机上にある犬の玩具は、ジン太からプレゼントされたものだ。
「ああアっ!!」
室内に響く苦悶の声は、マリンの限界を知らせていた。
才物を装着して立つ彼女の口からは涎が垂れ、目は光を失おうとしている。衣服は所々が破れ、肌の傷を晒していた。

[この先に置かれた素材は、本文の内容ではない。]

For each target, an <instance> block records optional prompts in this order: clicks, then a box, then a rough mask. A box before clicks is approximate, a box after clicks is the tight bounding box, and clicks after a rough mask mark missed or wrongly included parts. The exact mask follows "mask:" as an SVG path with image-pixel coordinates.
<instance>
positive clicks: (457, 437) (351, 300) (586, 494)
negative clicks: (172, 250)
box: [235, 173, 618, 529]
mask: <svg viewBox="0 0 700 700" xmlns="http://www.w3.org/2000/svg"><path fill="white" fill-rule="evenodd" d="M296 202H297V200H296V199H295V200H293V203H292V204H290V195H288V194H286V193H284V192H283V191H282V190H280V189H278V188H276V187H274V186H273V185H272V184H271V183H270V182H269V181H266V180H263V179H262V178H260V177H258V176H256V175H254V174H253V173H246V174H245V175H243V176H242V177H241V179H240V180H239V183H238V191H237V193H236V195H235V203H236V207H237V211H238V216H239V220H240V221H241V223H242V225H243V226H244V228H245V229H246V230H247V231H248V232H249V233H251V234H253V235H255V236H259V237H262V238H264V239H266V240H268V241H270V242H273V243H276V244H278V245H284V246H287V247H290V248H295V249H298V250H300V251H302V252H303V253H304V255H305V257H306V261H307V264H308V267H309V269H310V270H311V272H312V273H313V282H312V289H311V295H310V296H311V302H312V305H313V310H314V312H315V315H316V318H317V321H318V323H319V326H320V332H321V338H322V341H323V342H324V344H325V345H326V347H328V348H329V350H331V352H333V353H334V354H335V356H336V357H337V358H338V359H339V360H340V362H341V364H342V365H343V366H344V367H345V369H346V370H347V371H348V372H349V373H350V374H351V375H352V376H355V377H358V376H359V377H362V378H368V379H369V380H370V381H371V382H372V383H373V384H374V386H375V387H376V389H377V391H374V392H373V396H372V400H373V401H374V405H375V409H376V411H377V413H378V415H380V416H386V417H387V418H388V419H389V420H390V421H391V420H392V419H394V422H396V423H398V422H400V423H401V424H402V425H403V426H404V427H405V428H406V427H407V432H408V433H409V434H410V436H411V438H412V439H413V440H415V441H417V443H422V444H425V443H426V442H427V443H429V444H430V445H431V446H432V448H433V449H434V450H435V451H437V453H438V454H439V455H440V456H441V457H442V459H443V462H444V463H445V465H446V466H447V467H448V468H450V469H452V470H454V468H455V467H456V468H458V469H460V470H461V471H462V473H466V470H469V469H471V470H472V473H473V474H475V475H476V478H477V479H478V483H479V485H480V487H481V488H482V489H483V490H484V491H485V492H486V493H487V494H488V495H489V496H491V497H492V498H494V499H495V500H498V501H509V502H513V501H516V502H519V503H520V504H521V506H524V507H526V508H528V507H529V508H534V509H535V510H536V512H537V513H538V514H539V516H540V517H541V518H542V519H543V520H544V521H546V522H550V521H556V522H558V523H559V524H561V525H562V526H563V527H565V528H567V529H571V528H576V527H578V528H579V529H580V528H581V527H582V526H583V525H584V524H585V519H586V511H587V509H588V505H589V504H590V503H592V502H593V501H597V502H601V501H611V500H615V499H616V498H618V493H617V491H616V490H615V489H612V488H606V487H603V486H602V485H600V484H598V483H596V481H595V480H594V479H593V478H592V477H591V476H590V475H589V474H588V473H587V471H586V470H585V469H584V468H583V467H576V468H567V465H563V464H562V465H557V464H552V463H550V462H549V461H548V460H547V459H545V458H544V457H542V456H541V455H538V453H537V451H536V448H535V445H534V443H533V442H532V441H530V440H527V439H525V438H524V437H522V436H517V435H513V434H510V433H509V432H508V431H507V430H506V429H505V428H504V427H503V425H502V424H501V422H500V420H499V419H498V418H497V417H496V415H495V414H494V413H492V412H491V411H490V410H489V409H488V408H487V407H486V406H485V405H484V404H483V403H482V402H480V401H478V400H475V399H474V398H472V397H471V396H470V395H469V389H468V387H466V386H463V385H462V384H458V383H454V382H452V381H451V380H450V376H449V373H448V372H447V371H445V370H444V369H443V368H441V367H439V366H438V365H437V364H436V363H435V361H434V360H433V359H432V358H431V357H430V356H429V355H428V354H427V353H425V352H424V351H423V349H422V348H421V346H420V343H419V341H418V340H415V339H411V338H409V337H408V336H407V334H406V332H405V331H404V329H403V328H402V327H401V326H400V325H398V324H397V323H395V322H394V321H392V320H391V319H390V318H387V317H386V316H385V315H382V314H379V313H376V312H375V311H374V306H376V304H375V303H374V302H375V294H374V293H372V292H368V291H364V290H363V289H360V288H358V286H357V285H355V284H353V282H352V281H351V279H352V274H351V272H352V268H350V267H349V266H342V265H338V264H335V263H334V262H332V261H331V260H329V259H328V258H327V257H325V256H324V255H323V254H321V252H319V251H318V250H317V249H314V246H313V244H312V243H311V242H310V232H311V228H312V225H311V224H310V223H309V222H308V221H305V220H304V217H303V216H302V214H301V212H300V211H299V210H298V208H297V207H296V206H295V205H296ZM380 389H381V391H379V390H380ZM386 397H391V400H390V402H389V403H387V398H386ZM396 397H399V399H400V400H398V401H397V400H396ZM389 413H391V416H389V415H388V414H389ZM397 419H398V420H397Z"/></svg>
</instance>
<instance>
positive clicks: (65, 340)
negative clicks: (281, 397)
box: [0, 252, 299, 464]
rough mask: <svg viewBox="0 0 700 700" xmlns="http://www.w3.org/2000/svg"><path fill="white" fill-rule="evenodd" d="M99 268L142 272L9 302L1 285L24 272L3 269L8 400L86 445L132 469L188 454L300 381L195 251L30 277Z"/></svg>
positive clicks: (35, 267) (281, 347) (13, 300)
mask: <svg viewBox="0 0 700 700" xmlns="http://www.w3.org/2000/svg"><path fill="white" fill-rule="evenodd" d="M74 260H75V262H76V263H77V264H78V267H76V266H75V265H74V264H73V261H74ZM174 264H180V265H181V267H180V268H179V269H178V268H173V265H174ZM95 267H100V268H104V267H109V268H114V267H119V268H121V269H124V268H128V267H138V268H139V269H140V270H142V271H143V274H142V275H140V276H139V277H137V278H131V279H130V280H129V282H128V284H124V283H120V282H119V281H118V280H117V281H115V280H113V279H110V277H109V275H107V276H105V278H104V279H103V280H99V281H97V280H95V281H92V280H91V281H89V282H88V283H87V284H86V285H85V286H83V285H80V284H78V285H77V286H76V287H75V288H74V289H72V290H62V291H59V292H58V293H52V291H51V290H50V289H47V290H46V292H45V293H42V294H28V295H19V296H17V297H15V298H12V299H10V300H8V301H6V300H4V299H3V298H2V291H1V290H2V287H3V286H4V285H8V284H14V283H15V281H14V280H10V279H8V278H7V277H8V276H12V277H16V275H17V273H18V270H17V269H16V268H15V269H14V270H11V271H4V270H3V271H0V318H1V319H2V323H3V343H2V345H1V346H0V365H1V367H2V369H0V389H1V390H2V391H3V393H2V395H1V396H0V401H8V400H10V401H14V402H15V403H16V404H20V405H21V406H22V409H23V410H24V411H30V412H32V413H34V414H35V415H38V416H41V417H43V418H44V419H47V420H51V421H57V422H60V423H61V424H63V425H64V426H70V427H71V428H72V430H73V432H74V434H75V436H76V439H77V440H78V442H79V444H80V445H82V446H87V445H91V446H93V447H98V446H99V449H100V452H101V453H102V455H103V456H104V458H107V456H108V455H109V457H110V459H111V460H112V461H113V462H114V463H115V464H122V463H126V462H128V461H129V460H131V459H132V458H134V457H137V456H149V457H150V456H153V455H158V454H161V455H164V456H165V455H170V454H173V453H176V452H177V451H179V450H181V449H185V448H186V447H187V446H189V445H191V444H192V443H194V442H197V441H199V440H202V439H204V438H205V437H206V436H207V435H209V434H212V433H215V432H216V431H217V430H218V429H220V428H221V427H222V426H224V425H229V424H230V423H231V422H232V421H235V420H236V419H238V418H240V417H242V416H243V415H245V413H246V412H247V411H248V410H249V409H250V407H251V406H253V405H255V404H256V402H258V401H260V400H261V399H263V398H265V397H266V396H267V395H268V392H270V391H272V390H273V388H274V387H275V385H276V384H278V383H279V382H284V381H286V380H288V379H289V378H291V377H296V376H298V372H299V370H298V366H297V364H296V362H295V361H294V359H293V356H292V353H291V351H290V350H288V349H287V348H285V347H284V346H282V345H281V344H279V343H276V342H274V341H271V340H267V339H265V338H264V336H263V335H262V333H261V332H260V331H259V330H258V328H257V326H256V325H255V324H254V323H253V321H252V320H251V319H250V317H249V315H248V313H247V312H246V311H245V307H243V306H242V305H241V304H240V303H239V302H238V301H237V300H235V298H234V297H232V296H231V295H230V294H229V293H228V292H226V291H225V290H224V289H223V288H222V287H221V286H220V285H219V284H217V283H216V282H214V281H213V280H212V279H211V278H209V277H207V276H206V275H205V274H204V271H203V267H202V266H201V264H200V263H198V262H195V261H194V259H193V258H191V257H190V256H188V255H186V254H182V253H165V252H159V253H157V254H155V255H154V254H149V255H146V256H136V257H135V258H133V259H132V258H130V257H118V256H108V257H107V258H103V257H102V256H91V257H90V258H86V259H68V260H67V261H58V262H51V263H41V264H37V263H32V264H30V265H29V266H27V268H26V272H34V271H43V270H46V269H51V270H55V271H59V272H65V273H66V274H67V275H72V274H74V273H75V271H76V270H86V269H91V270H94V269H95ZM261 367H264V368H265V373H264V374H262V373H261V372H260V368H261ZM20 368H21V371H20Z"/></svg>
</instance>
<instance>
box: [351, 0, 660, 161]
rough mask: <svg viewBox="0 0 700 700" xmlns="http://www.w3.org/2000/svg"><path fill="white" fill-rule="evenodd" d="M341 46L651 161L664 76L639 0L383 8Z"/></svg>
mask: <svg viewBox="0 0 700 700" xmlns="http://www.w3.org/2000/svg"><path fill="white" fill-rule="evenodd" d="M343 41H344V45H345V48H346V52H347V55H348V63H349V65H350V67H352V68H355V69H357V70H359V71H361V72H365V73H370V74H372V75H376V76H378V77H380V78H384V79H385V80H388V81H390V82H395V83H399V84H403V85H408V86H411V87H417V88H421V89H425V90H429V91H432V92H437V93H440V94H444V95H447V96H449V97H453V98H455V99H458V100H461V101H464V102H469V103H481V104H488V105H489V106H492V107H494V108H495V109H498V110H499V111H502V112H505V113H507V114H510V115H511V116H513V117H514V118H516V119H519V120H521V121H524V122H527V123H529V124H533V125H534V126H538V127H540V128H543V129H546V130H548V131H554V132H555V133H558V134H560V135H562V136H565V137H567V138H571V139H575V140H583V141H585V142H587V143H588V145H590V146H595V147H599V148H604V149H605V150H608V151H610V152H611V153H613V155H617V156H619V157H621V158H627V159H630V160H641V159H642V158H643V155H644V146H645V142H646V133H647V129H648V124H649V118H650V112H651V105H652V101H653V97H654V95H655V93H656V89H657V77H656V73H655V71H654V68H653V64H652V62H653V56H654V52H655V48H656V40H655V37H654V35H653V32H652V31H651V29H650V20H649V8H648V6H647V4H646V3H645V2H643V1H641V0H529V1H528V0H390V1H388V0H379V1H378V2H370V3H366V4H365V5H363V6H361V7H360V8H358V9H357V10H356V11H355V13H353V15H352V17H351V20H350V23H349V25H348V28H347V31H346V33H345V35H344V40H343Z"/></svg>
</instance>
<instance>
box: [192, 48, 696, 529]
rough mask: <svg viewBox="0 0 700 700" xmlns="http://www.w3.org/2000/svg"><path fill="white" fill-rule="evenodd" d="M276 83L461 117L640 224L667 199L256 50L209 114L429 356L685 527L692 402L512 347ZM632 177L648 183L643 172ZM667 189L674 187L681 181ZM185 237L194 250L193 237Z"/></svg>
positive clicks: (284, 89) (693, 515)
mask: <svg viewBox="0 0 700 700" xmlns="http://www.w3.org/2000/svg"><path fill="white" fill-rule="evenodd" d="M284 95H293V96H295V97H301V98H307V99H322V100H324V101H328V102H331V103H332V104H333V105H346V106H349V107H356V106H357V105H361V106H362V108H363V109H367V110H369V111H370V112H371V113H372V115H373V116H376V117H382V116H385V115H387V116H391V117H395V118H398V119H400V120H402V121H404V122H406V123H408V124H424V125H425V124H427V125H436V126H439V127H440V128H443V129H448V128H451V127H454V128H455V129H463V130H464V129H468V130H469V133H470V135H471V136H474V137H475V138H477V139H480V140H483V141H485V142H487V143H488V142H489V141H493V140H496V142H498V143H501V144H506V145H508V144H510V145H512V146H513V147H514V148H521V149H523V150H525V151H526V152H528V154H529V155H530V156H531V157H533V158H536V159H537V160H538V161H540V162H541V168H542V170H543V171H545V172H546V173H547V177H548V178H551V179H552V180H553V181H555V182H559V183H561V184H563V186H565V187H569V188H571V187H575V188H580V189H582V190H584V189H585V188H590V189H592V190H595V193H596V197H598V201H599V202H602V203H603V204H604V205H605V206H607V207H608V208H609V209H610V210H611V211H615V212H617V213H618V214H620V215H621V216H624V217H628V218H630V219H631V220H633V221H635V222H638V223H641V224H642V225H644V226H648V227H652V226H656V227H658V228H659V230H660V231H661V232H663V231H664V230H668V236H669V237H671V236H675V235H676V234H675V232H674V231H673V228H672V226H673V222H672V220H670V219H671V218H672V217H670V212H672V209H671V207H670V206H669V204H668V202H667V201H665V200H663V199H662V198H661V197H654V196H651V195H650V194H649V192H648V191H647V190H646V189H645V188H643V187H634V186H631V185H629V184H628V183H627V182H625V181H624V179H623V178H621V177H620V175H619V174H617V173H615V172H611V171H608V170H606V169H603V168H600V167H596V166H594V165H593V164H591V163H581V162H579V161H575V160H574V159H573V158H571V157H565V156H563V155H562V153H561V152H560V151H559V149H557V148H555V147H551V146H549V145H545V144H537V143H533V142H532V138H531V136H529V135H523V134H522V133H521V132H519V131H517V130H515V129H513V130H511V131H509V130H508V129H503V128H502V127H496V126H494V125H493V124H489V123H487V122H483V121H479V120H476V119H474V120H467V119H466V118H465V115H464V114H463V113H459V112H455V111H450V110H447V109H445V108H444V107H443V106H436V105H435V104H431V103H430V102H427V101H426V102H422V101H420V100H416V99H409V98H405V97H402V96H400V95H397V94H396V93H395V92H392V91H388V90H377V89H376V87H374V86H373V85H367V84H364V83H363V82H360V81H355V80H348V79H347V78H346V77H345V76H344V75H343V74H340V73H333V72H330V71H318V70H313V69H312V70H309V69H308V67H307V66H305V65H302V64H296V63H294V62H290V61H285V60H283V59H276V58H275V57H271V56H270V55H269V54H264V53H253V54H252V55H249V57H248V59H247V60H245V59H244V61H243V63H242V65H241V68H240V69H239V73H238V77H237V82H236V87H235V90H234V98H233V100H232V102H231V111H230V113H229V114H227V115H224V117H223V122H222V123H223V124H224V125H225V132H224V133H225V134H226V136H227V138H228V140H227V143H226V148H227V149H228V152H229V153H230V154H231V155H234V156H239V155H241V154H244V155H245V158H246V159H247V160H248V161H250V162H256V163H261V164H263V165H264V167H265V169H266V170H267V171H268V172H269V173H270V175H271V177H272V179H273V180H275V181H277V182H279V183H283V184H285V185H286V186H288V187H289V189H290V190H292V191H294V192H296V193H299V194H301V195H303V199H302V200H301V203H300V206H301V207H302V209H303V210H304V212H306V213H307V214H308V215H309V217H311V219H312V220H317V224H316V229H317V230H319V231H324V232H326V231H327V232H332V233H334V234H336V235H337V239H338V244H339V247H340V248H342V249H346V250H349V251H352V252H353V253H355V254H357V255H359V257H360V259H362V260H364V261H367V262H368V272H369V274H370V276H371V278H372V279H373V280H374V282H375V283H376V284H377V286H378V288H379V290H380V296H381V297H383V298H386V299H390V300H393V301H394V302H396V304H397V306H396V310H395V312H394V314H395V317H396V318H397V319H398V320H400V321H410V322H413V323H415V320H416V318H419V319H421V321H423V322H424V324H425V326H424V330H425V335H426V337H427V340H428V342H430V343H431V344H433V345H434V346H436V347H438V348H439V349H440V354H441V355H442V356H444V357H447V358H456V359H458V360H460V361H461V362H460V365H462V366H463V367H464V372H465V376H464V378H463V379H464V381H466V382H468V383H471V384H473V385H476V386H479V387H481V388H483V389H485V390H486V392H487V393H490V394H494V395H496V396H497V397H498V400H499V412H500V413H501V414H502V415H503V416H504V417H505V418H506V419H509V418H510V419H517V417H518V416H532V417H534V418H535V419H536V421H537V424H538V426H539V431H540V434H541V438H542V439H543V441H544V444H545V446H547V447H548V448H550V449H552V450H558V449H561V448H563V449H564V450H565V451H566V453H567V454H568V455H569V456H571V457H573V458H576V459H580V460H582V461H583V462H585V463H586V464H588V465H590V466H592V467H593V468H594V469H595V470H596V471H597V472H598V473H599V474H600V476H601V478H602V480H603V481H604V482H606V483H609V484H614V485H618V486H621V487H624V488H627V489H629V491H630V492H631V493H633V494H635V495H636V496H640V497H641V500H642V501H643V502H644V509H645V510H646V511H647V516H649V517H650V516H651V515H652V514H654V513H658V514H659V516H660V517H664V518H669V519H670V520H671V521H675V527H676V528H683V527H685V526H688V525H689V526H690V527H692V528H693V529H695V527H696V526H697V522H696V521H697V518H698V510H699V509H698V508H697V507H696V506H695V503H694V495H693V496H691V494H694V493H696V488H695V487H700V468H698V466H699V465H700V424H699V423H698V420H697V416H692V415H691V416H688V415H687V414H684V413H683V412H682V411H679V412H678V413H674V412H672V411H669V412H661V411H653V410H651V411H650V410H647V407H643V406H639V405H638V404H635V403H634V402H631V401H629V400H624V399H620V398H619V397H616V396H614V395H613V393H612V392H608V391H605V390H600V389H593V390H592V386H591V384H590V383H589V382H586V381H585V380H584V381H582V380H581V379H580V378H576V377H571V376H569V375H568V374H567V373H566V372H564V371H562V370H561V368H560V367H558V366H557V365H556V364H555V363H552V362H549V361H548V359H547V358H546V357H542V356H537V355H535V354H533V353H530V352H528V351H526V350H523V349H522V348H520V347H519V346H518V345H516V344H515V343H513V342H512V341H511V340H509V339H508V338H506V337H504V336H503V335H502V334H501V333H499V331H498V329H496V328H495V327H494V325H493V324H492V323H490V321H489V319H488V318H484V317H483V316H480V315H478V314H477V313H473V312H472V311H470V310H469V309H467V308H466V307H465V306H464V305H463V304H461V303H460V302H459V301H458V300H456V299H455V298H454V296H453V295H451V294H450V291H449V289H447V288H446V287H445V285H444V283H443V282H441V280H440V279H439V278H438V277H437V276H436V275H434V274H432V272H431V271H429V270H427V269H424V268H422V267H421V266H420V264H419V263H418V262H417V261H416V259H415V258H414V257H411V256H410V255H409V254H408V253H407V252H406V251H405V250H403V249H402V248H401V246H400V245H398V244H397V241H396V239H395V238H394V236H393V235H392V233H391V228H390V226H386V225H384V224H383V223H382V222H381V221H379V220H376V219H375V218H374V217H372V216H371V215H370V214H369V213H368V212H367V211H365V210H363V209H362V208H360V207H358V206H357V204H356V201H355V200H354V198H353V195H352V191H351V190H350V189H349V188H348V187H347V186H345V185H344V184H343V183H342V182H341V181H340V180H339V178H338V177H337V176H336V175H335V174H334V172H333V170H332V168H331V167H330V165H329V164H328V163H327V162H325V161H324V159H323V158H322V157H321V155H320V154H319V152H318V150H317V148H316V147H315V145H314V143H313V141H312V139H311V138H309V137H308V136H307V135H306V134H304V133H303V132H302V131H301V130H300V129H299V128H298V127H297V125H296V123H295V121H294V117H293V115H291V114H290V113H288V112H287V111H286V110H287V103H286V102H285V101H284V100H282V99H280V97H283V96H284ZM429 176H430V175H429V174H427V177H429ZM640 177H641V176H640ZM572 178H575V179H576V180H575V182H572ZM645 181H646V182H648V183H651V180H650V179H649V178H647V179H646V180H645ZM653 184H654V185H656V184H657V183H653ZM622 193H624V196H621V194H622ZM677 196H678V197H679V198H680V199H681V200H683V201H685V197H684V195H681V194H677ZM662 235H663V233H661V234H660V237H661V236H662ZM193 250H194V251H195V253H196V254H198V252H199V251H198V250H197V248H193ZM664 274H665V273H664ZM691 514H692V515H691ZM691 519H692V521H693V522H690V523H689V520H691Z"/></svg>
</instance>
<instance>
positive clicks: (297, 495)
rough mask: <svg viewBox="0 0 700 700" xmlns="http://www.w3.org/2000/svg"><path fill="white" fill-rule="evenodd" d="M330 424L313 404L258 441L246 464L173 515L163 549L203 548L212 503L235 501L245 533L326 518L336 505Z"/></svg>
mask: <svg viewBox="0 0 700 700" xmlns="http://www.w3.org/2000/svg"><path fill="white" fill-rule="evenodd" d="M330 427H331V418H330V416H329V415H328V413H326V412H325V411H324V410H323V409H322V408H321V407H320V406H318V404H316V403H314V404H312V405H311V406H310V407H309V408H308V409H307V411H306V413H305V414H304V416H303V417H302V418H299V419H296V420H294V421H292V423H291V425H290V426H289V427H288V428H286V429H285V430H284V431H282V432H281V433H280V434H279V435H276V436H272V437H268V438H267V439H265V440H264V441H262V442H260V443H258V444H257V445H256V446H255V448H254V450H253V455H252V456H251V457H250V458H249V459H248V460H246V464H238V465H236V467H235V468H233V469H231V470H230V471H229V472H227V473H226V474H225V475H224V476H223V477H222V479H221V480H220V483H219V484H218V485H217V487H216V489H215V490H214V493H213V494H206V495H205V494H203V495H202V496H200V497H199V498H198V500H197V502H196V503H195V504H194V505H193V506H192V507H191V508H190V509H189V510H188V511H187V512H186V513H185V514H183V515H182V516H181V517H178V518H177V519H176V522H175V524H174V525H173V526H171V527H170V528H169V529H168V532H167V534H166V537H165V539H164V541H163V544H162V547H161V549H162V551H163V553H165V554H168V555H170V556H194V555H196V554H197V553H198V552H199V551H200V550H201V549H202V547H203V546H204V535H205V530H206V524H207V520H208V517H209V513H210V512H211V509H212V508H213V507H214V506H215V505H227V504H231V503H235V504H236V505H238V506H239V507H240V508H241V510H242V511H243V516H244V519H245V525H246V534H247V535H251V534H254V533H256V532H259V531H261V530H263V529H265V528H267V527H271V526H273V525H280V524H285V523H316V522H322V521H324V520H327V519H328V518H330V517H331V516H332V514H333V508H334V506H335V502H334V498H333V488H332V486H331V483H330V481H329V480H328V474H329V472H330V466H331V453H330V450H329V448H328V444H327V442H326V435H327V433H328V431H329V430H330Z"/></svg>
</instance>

(辛い、苦しい、もう、だめ、肺がいたい、息ができない、――どうして?こんなに苦しい思いをっ、わたしはっ)
流す汗の量は尋常ではなく、今にも倒れそうな有様。
「もうッ……すこしッ」
しかし彼女が踏ん張る理由は、ようやく才力を取得できそうだからだ。
(もうすぐっ、もうすぐっ、なのにっ)
積み上げては崩れ、また積み直し。
才力を形にするだけで、彼女は通常の十倍以上の労力を使っていた。
(――お願いだからっ、もってッ)
そうしてようやく掴めそうなチャンスですら、今にも消えようとしている。